What is a Call Option?
Posted by: Ethan Bloch on
Oct 29th, 2008 |
Filed under: Investing Moment, Video
If you’re interested in trading options, you need to understand the difference between the two major types—calls and puts.
First, let’s review how options work. An option is a contract. It gives you the right—but not the obligation—to buy or sell an asset at a specific price before a certain date.
As I mentioned, there are two types of options. One is the call option. It gives you the right to buy an asset at a certain price by a certain date.
That may seem complicated, so let’s look at an example.
Say you think a particular stock, which is currently trading at $100 a share, is going to skyrocket, but you’re short on cash at the moment.
So, you buy a call option on that stock for $1,000. It lets you buy 100 shares of the stock at $100 each anytime within the next three months.
As you predicted, the stock goes through the roof, hitting $1,000 a share.
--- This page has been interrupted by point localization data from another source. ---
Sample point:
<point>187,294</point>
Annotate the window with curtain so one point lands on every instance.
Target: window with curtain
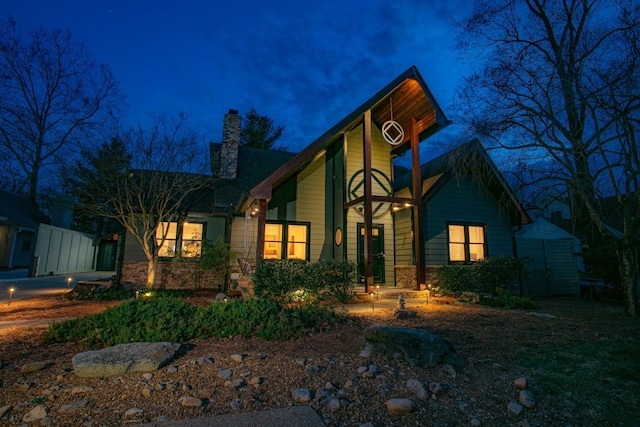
<point>185,240</point>
<point>466,242</point>
<point>283,240</point>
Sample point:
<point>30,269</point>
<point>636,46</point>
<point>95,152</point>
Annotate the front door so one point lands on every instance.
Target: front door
<point>378,253</point>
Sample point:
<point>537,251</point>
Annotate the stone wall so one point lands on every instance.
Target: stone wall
<point>170,275</point>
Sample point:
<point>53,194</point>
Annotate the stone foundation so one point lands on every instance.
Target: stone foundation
<point>169,275</point>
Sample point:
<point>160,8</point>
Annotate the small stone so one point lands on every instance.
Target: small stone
<point>312,370</point>
<point>301,395</point>
<point>33,367</point>
<point>81,389</point>
<point>204,361</point>
<point>514,408</point>
<point>237,357</point>
<point>450,370</point>
<point>256,381</point>
<point>5,410</point>
<point>190,401</point>
<point>527,399</point>
<point>417,388</point>
<point>225,373</point>
<point>520,383</point>
<point>400,406</point>
<point>133,412</point>
<point>72,407</point>
<point>435,388</point>
<point>333,404</point>
<point>37,413</point>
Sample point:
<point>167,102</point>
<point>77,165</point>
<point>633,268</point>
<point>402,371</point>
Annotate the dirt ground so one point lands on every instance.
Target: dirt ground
<point>491,341</point>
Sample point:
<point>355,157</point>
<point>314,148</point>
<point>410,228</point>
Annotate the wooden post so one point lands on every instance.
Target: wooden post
<point>418,241</point>
<point>368,208</point>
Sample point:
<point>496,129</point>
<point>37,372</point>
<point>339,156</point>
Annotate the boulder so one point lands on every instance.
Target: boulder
<point>417,347</point>
<point>123,358</point>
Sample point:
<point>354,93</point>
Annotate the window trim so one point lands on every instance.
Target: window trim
<point>179,241</point>
<point>467,253</point>
<point>284,239</point>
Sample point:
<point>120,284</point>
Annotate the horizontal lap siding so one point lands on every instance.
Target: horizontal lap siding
<point>466,201</point>
<point>310,203</point>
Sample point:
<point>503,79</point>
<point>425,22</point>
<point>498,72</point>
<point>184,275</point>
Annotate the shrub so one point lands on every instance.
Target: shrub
<point>170,319</point>
<point>485,276</point>
<point>305,283</point>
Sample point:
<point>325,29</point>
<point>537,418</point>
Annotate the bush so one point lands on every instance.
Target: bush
<point>487,276</point>
<point>171,319</point>
<point>305,283</point>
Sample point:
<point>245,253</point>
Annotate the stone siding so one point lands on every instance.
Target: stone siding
<point>170,275</point>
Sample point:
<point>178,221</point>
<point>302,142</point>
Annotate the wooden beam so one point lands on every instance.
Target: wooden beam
<point>368,208</point>
<point>416,175</point>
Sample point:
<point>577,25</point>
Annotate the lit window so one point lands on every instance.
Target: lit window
<point>466,243</point>
<point>293,237</point>
<point>188,243</point>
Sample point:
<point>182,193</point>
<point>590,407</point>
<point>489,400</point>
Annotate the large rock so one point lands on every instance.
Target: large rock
<point>418,347</point>
<point>123,358</point>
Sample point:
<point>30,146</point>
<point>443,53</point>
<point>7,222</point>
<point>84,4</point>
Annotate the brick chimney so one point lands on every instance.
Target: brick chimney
<point>229,146</point>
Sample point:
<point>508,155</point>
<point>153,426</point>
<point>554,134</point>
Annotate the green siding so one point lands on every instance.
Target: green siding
<point>464,200</point>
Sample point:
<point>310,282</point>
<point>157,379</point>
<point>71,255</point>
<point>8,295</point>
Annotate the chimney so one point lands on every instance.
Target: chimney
<point>229,146</point>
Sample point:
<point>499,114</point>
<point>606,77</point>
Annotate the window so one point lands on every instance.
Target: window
<point>466,243</point>
<point>286,241</point>
<point>188,241</point>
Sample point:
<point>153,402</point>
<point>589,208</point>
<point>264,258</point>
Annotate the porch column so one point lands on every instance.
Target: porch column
<point>368,208</point>
<point>418,241</point>
<point>262,222</point>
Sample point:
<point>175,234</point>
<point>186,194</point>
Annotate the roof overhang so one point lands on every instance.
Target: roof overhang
<point>407,96</point>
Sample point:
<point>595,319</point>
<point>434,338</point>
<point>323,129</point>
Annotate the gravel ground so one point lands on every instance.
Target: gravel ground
<point>489,340</point>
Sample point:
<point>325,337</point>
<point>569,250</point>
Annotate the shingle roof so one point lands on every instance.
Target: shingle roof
<point>19,211</point>
<point>254,165</point>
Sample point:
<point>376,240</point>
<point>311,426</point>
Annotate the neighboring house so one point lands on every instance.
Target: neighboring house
<point>554,259</point>
<point>19,223</point>
<point>470,211</point>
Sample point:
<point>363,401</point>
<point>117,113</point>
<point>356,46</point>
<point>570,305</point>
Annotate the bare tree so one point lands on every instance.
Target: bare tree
<point>52,95</point>
<point>144,180</point>
<point>558,82</point>
<point>258,131</point>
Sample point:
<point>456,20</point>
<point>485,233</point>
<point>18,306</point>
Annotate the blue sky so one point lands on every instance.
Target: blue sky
<point>304,64</point>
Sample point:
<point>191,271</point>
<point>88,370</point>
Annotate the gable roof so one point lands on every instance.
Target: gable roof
<point>468,159</point>
<point>20,212</point>
<point>411,98</point>
<point>254,165</point>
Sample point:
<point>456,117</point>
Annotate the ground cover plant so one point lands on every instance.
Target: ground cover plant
<point>151,319</point>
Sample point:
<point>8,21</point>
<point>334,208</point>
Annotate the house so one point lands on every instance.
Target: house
<point>469,211</point>
<point>341,197</point>
<point>19,222</point>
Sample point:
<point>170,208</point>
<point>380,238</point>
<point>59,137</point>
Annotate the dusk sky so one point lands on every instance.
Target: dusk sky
<point>306,65</point>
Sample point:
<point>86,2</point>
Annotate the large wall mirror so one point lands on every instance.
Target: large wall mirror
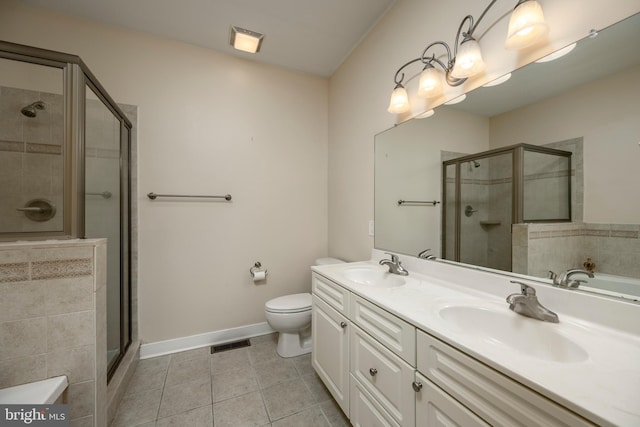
<point>584,103</point>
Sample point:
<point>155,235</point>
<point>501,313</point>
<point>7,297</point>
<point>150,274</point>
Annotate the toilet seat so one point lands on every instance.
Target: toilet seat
<point>294,303</point>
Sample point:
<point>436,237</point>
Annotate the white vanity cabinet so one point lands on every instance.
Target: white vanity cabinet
<point>492,396</point>
<point>383,371</point>
<point>435,408</point>
<point>330,356</point>
<point>379,369</point>
<point>330,334</point>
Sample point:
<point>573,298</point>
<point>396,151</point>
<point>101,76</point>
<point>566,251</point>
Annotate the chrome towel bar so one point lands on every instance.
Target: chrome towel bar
<point>153,196</point>
<point>105,194</point>
<point>417,202</point>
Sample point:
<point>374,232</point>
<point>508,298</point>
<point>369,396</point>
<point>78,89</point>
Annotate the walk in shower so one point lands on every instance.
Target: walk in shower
<point>485,193</point>
<point>65,167</point>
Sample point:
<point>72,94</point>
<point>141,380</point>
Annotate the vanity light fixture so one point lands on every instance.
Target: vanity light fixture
<point>245,40</point>
<point>457,100</point>
<point>526,27</point>
<point>426,114</point>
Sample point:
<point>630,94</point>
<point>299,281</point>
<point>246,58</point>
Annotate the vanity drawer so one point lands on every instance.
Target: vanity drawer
<point>365,411</point>
<point>333,294</point>
<point>384,375</point>
<point>491,395</point>
<point>435,408</point>
<point>396,334</point>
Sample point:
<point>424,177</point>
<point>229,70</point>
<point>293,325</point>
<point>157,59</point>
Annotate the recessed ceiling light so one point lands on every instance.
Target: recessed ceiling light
<point>456,100</point>
<point>245,40</point>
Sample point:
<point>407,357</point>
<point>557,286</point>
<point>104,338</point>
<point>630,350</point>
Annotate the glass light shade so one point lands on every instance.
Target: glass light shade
<point>526,25</point>
<point>430,84</point>
<point>468,61</point>
<point>399,101</point>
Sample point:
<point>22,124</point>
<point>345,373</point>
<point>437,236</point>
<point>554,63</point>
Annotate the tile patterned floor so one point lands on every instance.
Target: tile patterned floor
<point>250,386</point>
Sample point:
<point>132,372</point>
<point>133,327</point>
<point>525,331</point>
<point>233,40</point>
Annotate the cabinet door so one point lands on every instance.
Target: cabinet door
<point>384,375</point>
<point>330,355</point>
<point>435,408</point>
<point>365,410</point>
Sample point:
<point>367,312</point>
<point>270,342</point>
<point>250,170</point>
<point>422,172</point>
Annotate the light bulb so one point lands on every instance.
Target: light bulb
<point>399,102</point>
<point>468,61</point>
<point>430,84</point>
<point>526,25</point>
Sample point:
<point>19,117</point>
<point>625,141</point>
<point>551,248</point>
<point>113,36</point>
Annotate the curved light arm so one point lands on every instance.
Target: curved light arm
<point>399,81</point>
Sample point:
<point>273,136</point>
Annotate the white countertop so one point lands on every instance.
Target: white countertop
<point>602,386</point>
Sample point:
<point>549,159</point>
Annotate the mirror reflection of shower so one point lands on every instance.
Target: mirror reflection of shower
<point>473,164</point>
<point>31,110</point>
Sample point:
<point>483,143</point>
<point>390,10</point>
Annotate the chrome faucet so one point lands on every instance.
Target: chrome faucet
<point>564,280</point>
<point>526,303</point>
<point>425,254</point>
<point>394,264</point>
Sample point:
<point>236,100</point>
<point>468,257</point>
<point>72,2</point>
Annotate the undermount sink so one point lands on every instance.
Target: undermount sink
<point>373,276</point>
<point>532,337</point>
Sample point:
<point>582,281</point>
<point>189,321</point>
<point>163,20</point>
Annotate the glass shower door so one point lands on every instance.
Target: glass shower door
<point>106,215</point>
<point>486,211</point>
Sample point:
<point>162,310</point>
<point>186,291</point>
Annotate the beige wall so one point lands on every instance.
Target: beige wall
<point>360,89</point>
<point>209,123</point>
<point>611,135</point>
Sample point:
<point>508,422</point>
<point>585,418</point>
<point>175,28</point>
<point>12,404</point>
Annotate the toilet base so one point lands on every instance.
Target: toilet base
<point>294,344</point>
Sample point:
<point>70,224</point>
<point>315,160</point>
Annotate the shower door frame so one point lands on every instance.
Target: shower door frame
<point>76,77</point>
<point>517,188</point>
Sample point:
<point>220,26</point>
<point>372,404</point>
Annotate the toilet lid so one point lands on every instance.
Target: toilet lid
<point>290,303</point>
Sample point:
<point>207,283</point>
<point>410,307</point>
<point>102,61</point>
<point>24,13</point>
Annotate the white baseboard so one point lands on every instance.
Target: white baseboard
<point>176,345</point>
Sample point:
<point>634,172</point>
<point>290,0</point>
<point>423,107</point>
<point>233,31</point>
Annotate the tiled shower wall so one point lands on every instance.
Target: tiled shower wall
<point>53,318</point>
<point>538,248</point>
<point>30,157</point>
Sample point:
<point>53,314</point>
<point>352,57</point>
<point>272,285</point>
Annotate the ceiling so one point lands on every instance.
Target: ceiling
<point>311,36</point>
<point>613,50</point>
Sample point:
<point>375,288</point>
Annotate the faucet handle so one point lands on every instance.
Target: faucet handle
<point>394,257</point>
<point>525,289</point>
<point>424,254</point>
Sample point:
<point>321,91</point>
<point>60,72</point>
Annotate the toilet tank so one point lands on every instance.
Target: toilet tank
<point>327,261</point>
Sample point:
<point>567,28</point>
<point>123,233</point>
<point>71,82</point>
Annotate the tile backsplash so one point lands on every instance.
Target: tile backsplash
<point>614,248</point>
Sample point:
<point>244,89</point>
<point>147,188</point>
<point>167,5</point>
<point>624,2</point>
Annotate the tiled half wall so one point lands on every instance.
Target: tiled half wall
<point>52,320</point>
<point>538,248</point>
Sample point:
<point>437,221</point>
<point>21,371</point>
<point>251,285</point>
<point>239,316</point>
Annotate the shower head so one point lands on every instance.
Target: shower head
<point>31,109</point>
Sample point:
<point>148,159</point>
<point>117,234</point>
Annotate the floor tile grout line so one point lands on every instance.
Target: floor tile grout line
<point>164,385</point>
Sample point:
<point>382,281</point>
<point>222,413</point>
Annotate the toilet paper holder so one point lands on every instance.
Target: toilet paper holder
<point>257,267</point>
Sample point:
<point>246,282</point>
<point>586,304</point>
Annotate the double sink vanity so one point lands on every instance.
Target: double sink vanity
<point>440,346</point>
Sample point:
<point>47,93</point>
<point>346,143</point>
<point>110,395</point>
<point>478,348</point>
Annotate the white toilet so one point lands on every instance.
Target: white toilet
<point>290,315</point>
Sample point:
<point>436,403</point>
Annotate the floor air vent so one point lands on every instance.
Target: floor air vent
<point>230,346</point>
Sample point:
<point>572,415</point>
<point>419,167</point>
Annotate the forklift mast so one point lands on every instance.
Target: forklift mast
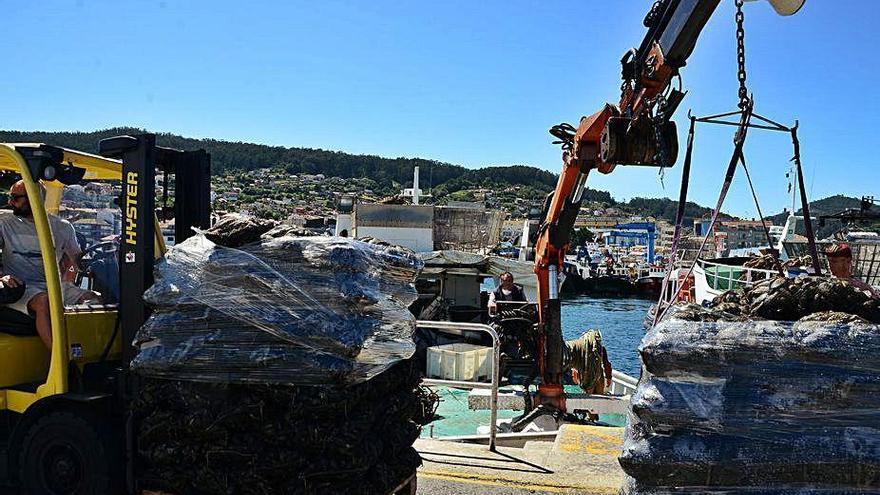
<point>138,242</point>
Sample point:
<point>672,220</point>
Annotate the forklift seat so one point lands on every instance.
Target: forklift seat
<point>23,357</point>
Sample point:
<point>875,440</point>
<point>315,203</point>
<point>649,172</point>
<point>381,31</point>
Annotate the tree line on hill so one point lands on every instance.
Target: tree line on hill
<point>389,173</point>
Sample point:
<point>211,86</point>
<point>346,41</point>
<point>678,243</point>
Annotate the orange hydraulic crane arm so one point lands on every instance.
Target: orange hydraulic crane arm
<point>637,131</point>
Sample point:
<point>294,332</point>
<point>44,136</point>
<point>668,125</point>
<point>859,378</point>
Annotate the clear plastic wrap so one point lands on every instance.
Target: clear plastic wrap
<point>755,407</point>
<point>287,310</point>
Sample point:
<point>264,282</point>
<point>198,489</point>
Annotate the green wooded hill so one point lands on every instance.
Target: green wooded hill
<point>389,173</point>
<point>824,206</point>
<point>227,156</point>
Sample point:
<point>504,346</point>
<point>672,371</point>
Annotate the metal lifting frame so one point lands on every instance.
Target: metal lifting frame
<point>771,125</point>
<point>746,115</point>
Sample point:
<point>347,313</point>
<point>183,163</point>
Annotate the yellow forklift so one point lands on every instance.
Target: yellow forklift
<point>65,425</point>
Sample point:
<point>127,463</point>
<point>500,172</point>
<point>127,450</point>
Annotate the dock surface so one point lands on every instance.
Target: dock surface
<point>582,460</point>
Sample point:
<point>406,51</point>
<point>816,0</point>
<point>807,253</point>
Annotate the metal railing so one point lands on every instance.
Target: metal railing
<point>496,364</point>
<point>622,384</point>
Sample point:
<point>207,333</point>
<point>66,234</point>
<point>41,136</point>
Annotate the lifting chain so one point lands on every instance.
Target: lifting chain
<point>741,56</point>
<point>659,120</point>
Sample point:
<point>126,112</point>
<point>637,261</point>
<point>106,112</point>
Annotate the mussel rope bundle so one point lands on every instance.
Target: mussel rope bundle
<point>585,356</point>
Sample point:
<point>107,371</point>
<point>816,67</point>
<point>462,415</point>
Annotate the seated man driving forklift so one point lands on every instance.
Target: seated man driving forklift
<point>23,265</point>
But guess what? You have a contract. Someone has to sell you the stock for $100 a share.
So, you borrow the cash, buy the stock for $100 share, and promptly sell it for $1000 a share. Your profit: $900 per share, or $90,000, minus the cost of the option contract.
So, to sum up, call options are similar to owning stock. You would buy a call option on a stock if you think the stock will increase in value before the option expires.